Митрополит, очевидно, также видя, что Иоанн слушает, и пусть без согласия, но и без властного возражения, негромко добавил к сожалению, что плохо, ой как плохо это скажется, скорее всего, на так желанном государю и ему единении с подданными… Тяжело мерцали камни в драгоценных перстнях и навершии посоха, и сионах на белой митре, панагии и куколе, и златошитых каймах наручей и палия. Зрелище это неизменно потрясало, как и речь митрополита, в которой всё более ощущалась какая-то упорная обречённость. Точно, говоря проникновенно царю свои суждения, он заведомо знал, как они будут приняты, и скорбел о том. И потому всё великолепие его драгоценного убранства как бы и не касалось его внутренне, а было идеалом внешнего, Каноном Церкви прописанного необходимого для его высочайшего сана подобия изысканных вериг… Непроизвольно Федька старался прочесть письмена, вышитые на наручах ризы, и живо воображал в этом облачении и самого Иоанна, и предка Алексия, которого так часто поминает государь. На тех, в чём служились Литургии, он наизусть знал начертание, что было Напутствием Божиим и духовным владыкам, и мирскому царю. Такое Иоанн надевал на торжества во храм, и на правой руке читалось: «Десница Твоя, Господи, прославися в крепости, десная Твоя рука, Господи, сокруши враги и множеством славы Твоея стерл сей супостаты». Под врагами и супостатами, в митропольичем чине, понимался, понятно, сам Дьявол и его приспешники, те, через коих зло проникает в человека и мир… На левой же другое: «Руце Твои сотвористе мя и создаете мя, вразуми мя и научуся заповедем Твоим». Что, если б наоборот им от Бога выпала доля? Как бы тогда всё повернулось, смог бы, царём будучи, Филипп исполнять то, к чему исподволь склоняет Иоанна? Что-то без сомнения утверждало в Федьке, что нет… И показалось на миг, что тогда митрополит Иоанн, грозный и неумолимый, сияющий венцом митры своего царствия, ему бы уже в свой черёд говорил о долге кесаря земного. Тяжком, но необходимом.

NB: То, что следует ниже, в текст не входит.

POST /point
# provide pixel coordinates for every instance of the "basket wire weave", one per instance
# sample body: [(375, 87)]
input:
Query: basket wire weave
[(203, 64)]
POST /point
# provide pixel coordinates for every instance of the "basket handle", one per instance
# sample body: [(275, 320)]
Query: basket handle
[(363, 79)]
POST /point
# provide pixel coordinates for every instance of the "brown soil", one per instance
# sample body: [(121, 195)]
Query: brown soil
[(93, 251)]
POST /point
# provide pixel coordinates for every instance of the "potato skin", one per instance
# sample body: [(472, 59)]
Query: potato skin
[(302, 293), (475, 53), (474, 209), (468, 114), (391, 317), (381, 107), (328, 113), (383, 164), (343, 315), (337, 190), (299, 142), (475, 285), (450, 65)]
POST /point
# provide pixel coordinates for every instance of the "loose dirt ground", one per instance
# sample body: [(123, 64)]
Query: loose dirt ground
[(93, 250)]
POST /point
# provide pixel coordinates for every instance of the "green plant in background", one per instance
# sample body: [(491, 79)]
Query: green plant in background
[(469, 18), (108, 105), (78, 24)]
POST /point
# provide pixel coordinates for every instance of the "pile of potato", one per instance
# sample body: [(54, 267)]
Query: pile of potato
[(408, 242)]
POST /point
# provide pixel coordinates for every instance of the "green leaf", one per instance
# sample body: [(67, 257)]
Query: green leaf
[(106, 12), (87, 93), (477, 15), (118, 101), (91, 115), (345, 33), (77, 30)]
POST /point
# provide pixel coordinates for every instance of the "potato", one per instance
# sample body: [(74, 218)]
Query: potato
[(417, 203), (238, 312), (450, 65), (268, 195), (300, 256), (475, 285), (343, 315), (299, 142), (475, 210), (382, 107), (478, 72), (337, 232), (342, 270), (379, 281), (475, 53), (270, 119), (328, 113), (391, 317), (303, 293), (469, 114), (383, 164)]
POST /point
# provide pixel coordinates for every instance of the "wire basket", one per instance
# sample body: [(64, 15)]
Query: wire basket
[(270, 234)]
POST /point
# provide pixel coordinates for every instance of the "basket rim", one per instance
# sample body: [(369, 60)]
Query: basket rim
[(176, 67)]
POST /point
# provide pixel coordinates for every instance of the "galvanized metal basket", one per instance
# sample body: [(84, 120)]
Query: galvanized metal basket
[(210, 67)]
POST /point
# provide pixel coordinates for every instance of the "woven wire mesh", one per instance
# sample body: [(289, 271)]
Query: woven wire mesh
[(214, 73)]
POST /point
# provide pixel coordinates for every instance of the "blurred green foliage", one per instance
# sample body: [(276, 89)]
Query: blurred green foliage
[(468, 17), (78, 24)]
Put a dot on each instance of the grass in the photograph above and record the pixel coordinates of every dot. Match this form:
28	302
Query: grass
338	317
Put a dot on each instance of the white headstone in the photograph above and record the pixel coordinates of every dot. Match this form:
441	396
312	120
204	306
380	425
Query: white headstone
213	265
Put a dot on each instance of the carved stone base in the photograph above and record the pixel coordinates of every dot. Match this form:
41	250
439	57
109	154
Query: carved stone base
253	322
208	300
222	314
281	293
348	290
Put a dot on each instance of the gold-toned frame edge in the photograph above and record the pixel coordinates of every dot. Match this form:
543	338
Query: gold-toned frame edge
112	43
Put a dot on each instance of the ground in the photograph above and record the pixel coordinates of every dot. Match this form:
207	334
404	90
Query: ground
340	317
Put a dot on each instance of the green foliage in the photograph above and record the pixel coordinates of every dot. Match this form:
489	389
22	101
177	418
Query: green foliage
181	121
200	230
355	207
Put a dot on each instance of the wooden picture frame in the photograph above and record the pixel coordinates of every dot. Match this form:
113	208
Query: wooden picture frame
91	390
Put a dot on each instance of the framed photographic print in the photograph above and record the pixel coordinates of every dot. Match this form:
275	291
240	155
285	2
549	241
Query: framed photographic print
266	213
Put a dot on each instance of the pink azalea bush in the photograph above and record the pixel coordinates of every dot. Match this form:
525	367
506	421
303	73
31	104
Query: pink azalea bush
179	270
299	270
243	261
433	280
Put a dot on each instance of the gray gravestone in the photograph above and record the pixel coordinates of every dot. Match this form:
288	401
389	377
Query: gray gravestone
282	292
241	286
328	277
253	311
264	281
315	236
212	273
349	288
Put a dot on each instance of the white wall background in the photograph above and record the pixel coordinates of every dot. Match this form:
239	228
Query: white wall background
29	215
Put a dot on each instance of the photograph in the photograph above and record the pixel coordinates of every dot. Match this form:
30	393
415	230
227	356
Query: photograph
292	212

«Положи, Господи, на главу твою венец и от камений драгих, живота просил еси, и даст ти долготу дний, всегда, ныне и присно и во веки веков», пришло на ум, и он вспомнил, что такое же пропевали над ним в храме при совершении таинства Брака… «Камений драгих» – он глянул на свои руки, унизанные всем этим, прилежно сложенные внизу перед собой. Подавил вздох, пробуждённый образом княжны, которую он мысленно уже звал женой, ещё не привычно, но уверенно, и пылкости которой не уставал приятно поражаться… Недавно минуло Сретенье Господне, и только день побыл он дома в Москве, после двинули в Слободу – на переговоры со шведами, Иоанн желал быть там и получать все сведения по их ходу сразу. А после опять началась постная неделя, не строгая, конечно, но… С женою он опять виделся только днём, да и то не всяким. И вот теперь он даже и не знал, как сказать ей, что нынче снова не явится ночевать, а будет, по случаю строгого поста вторничного, и по причине особого настроения государя, стоять с ним службу в Архангельском, быть может, до глубокой ночи. А то и до утра. Порой ему казалось, что стоило пренебречь иными запретами и утешиться взаимно, но… совратить её на такое он не решался как-то, а она уважала это, ну либо мирилась благоразумно, и всё пока шло как шло… А нерывазимость желаний любовных ясно читалась в ней, и зажигала ответное пламя, конечно, и порой немалого труда стоило ему устоять.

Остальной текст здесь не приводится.